Data Access NOTE: Please refer to the “Authorized Access” section below for information about how access to the data from this accession differs from many other dbGaP accessions.

Available Data: The ROC Cardiac Epistry versions 1 and 2 include all cardiac arrest cases entered into the ROC database from December 1, 2005 to April 1, 2011. ROC Cardiac Epistry 3 includes cardiac arrest cases captured between 2011 and 2015, and introduced significant changes in how and which data were collected.

For ROC traumatic injury Epistry data, please see: ROC-Trauma Epistry

Objectives: To build a prospective population-based registry of participants with out-of-hospital cardiac arrest responded to by Emergency Medical Services (EMS). Specific aims:

Background: Cardiac arrest is a common, serious, debilitating and costly public health problem. Although there has been a steady decline in morbidity and mortality from most cardiovascular diseases, high mortality rates for out-of-hospital cardiac arrests continue to pose a challenge for healthcare providers and a significant public health burden. The Resuscitation Outcomes Consortium (ROC) was established in 2004 to conduct clinical research in the areas of cardiopulmonary arrest and life-threatening traumatic injury with the overall goal of improving resuscitation outcomes. Participant and care characteristics can predict favorable outcomes in cardiac arrests, but there is still a wide variation in outcomes that is not well understood. EMS factors such as service level, number of responding providers, use of procedures or drugs in the field, training, quality assurance/feedback, and response time intervals also vary significantly by region. Variations in geographic, socioeconomic and periodic factors may also be associated with differences in outcomes.
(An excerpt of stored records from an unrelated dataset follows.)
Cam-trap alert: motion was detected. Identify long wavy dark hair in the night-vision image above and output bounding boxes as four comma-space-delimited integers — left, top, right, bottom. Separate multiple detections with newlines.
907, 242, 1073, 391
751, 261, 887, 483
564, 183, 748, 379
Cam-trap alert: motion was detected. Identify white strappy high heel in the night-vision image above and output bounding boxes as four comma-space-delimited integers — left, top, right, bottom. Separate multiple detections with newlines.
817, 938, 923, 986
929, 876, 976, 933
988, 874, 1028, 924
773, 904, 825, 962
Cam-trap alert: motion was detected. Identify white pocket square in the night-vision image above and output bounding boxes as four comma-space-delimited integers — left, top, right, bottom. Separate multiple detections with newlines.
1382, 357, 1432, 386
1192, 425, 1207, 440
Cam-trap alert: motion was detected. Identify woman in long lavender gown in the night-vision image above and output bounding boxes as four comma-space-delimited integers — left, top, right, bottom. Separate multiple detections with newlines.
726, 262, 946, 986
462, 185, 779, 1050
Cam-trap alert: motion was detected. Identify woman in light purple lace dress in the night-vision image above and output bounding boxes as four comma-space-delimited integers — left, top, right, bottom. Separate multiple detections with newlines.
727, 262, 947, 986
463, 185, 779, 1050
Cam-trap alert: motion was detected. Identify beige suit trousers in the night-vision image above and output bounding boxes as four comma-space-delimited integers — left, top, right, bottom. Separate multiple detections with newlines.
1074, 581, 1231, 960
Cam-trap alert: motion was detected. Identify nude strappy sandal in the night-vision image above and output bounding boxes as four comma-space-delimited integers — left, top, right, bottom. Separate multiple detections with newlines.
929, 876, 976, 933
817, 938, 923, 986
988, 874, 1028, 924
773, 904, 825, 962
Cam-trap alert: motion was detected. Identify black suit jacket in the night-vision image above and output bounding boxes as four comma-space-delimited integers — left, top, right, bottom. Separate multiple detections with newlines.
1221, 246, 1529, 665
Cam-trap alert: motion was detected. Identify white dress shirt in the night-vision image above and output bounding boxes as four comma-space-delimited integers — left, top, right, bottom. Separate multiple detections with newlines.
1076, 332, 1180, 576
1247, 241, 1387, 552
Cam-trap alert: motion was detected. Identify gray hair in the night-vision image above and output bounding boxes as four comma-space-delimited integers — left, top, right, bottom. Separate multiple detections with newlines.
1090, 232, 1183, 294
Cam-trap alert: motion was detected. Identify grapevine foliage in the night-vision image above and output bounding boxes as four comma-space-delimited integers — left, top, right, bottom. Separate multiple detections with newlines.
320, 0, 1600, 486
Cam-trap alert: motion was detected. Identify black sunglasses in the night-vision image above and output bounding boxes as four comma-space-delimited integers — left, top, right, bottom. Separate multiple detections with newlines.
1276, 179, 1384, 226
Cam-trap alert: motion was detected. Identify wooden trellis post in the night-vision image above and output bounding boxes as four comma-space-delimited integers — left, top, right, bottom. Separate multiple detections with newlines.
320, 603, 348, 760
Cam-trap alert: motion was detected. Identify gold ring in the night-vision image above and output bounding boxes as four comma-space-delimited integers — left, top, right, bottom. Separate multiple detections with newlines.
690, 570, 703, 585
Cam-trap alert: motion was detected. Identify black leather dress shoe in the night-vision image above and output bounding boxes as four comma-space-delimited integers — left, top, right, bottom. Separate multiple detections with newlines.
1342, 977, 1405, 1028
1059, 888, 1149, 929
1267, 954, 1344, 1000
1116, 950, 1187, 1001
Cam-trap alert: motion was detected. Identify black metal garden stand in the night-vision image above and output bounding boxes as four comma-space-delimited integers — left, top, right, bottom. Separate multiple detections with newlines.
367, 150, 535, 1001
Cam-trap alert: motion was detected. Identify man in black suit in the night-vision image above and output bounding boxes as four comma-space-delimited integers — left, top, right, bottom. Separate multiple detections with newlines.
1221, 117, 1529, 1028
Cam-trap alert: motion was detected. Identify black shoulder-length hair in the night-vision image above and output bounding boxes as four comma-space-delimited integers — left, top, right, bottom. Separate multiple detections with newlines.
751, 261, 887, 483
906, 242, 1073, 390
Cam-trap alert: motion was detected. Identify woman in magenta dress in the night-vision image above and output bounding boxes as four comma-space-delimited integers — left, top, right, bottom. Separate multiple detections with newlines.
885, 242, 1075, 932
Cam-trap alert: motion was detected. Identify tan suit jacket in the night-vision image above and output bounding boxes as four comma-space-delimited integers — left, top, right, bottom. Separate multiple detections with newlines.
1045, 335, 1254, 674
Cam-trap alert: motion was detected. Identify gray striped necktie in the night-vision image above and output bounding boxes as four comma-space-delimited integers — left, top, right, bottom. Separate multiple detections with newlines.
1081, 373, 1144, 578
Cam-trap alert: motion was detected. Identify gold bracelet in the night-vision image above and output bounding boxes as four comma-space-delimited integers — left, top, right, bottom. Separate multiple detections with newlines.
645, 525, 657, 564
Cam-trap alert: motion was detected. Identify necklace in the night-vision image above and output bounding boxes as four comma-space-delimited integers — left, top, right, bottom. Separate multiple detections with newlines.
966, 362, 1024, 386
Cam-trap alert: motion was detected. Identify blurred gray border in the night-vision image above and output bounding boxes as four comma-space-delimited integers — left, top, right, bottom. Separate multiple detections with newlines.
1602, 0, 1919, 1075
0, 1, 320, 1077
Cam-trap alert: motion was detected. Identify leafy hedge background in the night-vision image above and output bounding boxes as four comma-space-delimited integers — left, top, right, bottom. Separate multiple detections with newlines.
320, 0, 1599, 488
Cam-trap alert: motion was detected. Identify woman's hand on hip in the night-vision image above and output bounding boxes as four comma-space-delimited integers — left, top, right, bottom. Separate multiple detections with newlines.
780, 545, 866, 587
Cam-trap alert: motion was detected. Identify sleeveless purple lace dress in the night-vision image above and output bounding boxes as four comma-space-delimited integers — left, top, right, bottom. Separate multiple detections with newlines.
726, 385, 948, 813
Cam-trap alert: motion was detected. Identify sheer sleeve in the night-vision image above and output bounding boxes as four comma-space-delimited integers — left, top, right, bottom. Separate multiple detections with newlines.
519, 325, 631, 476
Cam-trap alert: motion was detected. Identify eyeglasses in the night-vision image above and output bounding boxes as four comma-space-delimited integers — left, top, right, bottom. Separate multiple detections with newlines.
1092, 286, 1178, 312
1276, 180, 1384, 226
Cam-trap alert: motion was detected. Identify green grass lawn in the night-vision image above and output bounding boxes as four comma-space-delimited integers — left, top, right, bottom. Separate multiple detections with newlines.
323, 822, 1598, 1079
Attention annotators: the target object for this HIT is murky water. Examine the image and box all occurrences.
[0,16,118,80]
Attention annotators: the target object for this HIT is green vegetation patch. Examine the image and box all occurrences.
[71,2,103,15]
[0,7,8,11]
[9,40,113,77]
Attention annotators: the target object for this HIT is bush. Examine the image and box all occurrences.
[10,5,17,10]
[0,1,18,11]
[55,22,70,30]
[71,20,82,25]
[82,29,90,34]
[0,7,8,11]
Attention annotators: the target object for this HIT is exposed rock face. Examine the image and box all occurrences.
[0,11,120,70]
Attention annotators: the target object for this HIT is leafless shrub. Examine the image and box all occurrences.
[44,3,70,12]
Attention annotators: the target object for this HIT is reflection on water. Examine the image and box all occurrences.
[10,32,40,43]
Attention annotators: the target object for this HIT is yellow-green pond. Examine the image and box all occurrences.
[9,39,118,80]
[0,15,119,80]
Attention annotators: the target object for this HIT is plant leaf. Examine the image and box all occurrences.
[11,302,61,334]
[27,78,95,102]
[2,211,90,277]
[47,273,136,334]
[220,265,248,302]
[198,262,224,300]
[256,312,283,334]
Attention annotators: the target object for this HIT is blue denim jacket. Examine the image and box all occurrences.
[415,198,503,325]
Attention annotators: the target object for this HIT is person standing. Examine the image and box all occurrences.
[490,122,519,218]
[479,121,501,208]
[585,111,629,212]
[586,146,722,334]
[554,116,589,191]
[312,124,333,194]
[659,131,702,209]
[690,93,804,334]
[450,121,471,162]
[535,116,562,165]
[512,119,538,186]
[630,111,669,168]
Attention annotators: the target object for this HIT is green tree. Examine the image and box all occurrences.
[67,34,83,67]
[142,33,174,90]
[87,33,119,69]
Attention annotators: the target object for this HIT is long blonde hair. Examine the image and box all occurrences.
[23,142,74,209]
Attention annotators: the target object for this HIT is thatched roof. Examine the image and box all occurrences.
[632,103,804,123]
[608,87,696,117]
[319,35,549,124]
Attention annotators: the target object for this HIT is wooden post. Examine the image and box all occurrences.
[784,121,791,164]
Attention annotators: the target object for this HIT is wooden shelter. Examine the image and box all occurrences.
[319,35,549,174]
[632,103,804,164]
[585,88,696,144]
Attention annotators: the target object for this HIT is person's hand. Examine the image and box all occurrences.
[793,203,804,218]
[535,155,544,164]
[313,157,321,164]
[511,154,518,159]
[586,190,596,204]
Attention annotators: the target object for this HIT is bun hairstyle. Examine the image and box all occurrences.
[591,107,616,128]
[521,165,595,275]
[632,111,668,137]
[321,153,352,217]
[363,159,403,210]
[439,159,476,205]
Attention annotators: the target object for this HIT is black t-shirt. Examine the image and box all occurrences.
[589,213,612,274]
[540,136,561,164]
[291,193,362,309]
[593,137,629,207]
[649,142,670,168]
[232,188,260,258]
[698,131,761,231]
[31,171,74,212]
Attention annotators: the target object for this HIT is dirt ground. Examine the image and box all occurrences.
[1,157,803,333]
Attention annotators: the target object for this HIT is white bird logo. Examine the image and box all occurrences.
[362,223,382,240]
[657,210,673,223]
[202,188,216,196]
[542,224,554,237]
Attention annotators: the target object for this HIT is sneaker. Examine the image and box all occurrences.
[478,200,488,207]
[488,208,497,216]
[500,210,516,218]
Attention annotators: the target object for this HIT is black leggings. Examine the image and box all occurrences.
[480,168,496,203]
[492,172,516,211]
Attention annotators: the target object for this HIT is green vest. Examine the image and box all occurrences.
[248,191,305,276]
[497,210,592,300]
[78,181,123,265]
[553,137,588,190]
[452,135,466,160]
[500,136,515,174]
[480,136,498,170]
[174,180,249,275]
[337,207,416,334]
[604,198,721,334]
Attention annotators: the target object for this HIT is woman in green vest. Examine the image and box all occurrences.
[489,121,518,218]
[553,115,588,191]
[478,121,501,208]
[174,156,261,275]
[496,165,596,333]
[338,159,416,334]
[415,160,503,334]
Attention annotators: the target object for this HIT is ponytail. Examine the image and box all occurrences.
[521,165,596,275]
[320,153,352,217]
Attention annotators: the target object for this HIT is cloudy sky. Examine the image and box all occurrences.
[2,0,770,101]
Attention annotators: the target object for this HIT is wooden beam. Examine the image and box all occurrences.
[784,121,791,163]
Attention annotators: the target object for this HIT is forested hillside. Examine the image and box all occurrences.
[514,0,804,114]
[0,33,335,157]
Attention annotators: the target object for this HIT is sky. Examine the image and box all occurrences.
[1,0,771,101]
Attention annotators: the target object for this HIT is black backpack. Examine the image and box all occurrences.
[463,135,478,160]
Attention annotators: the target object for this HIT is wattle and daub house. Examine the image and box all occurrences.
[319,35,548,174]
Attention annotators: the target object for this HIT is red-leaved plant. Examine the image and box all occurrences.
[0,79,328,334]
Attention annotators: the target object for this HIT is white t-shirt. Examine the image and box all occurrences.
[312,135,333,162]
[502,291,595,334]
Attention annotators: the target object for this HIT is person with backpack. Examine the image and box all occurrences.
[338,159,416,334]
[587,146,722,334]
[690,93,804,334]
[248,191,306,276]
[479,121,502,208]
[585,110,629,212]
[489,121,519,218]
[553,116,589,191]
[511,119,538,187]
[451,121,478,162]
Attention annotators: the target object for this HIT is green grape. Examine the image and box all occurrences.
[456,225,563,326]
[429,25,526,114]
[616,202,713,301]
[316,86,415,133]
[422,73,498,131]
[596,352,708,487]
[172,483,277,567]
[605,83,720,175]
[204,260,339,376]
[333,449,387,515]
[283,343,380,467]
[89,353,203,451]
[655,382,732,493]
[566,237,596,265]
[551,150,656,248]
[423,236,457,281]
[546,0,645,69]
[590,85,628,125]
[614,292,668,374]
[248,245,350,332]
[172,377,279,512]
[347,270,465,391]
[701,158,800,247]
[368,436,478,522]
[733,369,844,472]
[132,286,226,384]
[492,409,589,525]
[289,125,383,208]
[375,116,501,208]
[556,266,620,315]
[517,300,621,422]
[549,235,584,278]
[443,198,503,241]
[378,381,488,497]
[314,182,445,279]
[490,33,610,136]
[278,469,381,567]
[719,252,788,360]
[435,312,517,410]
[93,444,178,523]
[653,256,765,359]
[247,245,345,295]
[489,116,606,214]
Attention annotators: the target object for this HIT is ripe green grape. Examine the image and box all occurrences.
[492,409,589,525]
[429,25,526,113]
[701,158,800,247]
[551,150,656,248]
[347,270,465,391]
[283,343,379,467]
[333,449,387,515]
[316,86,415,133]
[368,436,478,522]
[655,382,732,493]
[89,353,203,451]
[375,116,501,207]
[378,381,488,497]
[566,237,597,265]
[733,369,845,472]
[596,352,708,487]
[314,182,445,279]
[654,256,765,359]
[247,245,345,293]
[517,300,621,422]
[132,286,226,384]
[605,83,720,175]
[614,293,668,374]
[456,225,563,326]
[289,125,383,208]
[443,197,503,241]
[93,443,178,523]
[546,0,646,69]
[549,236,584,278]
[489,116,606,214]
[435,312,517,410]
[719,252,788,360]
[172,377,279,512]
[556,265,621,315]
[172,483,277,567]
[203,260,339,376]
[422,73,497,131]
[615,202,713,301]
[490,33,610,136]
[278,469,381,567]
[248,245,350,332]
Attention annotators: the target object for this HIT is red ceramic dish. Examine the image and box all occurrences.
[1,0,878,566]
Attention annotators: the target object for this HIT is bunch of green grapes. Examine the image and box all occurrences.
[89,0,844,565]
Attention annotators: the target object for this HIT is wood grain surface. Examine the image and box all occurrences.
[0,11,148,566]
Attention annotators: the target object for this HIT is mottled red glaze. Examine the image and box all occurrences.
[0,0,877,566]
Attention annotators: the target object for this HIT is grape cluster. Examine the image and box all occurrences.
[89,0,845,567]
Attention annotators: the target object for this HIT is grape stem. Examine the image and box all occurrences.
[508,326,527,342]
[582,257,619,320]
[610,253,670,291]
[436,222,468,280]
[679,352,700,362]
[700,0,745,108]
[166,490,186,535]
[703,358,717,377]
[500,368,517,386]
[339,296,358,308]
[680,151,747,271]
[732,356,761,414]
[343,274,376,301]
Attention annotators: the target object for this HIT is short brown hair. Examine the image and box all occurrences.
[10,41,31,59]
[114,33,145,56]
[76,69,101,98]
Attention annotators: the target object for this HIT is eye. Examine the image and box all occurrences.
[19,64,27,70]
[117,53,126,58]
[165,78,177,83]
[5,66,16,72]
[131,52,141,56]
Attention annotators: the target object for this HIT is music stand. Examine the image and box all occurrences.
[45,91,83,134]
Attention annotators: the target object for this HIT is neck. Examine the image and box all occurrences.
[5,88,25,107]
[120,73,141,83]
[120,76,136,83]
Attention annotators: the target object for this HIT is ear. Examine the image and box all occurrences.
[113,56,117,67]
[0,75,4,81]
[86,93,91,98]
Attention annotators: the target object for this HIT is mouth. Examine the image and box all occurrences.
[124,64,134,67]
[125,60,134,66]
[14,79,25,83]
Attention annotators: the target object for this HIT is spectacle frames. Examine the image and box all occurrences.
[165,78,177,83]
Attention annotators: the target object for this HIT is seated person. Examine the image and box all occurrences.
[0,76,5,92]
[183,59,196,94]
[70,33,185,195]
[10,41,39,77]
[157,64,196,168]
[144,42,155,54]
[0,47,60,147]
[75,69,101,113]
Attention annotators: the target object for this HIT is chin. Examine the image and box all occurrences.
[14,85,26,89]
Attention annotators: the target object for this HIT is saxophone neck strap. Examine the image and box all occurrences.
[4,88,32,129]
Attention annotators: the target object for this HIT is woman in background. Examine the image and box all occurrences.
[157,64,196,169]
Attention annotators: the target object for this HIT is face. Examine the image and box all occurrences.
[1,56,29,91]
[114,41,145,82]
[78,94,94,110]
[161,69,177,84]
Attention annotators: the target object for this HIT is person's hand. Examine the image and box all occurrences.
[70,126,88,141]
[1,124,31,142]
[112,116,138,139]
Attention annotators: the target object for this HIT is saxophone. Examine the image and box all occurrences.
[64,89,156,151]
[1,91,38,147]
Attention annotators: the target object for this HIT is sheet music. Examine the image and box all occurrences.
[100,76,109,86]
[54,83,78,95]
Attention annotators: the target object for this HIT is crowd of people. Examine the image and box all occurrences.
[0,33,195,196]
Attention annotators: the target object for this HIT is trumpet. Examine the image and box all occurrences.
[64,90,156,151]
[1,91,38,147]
Prior to ROC Cardiac Epistry, there were no North American population-based registries for out-of-hospital cardiac arrests. Therefore there was a need for standardized data collection of out-of-hospital cardiac arrests in diverse geographic locations in order to identify the independent effects of prognostic or treatment factors accounting for variations in survival.

Participants: The registry included 109,326 cardiac arrest events from 264 EMS agencies transporting to 287 acute care hospitals from the following regional centers: Birmingham, Alabama; Dallas, Texas; Iowa City, Iowa; Milwaukee, Wisconsin; Pittsburgh, Pennsylvania; Portland, Oregon; San Diego, California; Seattle/King County, Washington; Ottawa, Ontario; Toronto, Ontario; and Vancouver, British Columbia.

Design: ROC Epistry collected standardized data regarding episode-specific factors, participant demographics, clinical information, pre-hospital interventions and disposition, hospital information, and participant outcome for all out-of-hospital cardiac arrests in the ROC regions. Each ROC site had to ensure capture of all eligible cases within the EMS service areas. Out-of-hospital data were extracted from existing databases whenever possible and augmented with targeted review of EMS reports. Hospital data were abstracted directly from the hospital file in most cases. Alternative methods included linkage to death registries and obituaries if the death occurred within 30 days. Sites submitted data using a web-based interface or batch uploads. Participants were not contacted directly.